I have to admit our relationship was rocky at first. I couldn’t see me as Jenny saw me (as LESS of a person) and I wasn’t really sure how committed I was to our relationship. She was such a controlling bitch with a lot of limitations.
But she soon got in my head and I found myself unable to do anything without thinking WWJD (what would Jenny do?) If I really wanted a chocolate chip cookie and I knew Jenny would never know but I ate it anyway, I would inevitably feel so guilty that I ended up going in on my weekly confessionals, a.k.a weigh-ins and break down and confess that I only ate the one chocolate chip cookie and I would never, ever, ever do it again. I promise.
But that was the great thing about Jenny. She told me it was OK to indulge once in awhile but to keep up the good work and keep trying. I soon found myself both loving and hating her. Everyday I looked at myself in the mirror and realized that I was becoming what Jenny wanted me to be and ultimately what I wanted to be as well. I was becoming less of a person.

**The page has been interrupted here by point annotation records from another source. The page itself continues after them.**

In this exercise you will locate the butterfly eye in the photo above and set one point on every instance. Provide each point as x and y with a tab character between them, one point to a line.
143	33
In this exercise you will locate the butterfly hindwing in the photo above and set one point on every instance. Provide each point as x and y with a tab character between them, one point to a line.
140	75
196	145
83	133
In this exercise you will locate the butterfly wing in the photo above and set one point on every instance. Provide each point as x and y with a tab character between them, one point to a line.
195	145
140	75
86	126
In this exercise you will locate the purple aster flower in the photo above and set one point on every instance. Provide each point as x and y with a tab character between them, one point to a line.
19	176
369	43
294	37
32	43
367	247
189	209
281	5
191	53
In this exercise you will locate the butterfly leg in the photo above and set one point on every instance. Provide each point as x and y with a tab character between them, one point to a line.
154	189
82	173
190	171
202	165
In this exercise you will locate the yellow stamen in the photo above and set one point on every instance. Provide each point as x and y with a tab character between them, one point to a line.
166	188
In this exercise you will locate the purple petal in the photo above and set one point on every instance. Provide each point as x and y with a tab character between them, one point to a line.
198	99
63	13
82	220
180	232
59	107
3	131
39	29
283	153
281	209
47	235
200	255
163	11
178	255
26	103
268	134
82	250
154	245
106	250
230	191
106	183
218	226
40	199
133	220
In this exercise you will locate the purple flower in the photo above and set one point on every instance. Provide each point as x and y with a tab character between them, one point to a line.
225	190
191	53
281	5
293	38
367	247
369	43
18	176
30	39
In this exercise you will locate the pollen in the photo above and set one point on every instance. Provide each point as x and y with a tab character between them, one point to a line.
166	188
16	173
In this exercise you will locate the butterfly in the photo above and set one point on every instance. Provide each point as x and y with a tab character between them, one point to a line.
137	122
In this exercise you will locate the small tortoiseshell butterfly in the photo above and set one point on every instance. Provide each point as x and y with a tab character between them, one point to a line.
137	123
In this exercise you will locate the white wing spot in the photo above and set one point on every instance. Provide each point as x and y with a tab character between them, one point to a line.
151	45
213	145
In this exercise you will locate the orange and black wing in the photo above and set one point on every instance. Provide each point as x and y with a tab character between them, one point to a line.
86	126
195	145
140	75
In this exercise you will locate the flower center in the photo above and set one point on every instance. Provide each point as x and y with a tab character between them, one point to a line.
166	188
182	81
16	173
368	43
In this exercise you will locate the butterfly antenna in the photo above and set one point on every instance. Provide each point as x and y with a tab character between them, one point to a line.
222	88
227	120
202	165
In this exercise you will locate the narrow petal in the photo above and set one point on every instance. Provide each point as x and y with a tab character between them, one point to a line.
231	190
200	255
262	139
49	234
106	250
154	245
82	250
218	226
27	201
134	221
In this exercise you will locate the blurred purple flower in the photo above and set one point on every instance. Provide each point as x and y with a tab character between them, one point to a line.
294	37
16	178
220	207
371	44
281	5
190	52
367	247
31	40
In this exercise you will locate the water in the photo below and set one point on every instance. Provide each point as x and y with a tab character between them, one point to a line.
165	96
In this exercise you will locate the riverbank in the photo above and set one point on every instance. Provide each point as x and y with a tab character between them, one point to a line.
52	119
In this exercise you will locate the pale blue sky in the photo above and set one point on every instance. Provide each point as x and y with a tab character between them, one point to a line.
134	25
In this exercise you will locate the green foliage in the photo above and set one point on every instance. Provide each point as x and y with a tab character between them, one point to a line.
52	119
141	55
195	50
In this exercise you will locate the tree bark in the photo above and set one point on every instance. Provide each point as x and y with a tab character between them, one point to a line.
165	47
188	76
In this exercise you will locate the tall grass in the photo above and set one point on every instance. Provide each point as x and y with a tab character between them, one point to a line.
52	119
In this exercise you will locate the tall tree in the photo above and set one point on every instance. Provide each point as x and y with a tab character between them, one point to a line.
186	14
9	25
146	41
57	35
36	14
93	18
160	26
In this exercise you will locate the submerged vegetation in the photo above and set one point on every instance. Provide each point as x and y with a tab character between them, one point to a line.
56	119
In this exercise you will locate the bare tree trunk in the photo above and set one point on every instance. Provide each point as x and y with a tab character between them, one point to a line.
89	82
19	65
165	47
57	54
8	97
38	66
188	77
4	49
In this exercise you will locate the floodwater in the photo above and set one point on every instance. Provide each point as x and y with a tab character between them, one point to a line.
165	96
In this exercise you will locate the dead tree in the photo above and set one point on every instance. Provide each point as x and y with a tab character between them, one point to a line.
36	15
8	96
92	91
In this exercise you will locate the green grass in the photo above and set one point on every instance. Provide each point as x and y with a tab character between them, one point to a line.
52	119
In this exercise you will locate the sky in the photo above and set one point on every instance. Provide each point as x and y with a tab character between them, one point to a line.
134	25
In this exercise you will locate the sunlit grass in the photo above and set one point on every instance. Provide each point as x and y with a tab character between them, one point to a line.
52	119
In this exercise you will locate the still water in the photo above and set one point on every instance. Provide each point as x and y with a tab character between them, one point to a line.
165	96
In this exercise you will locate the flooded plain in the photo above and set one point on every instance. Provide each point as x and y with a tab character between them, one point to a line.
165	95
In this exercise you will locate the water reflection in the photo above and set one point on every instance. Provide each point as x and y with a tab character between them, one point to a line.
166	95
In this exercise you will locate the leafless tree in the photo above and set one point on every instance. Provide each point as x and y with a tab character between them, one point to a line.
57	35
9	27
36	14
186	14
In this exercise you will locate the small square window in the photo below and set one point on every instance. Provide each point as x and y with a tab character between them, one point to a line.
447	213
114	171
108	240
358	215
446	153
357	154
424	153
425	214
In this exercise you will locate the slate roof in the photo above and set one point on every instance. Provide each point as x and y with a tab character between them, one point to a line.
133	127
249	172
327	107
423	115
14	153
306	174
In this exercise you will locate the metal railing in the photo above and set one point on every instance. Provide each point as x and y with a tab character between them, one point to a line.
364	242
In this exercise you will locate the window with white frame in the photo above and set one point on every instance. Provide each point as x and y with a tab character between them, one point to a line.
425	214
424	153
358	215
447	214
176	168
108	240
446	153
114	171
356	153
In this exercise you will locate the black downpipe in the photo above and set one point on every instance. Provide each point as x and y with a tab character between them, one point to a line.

While Jenny was helping me with taking off the pounds I also devoured books on how to help with my emotional wellbeing and how to handle the stress in my life. While I lost a total of 32 pounds, there was at least that much weight on my shoulders that I carried around from stress and anxiety that I knew that I had to get rid of as well.
Exercise helped to increase my endorphin level, which ultimately improved my mood, but I also needed to learn my limitations. And so I am learning what I am actually and ultimately responsible for and what is someone else’s responsibility/issues that I sometimes try too hard to take on as my own. I am learning to let go of worry and stress and learning to say “no.”
I can’t say that things are all perfect now. I still have a bit of stubborn belly fat, elevated cholesterol, and a brain that wants to freak out at the slightest sign of a problem, all of which I can blame on genetic defects. And when you have hormones and genetics attacking you at once, sometimes you lose and have setbacks.
But as some addicts struggle so that they don’t fall back into their addictions, I too continue to struggle to remain on track. I realize the weight loss was the easy part. Keeping it off and not carrying around extra physical and emotional baggage is a bit more difficult.
I am enjoying being less of a person however and continue to work on becoming more comfortable in my genes.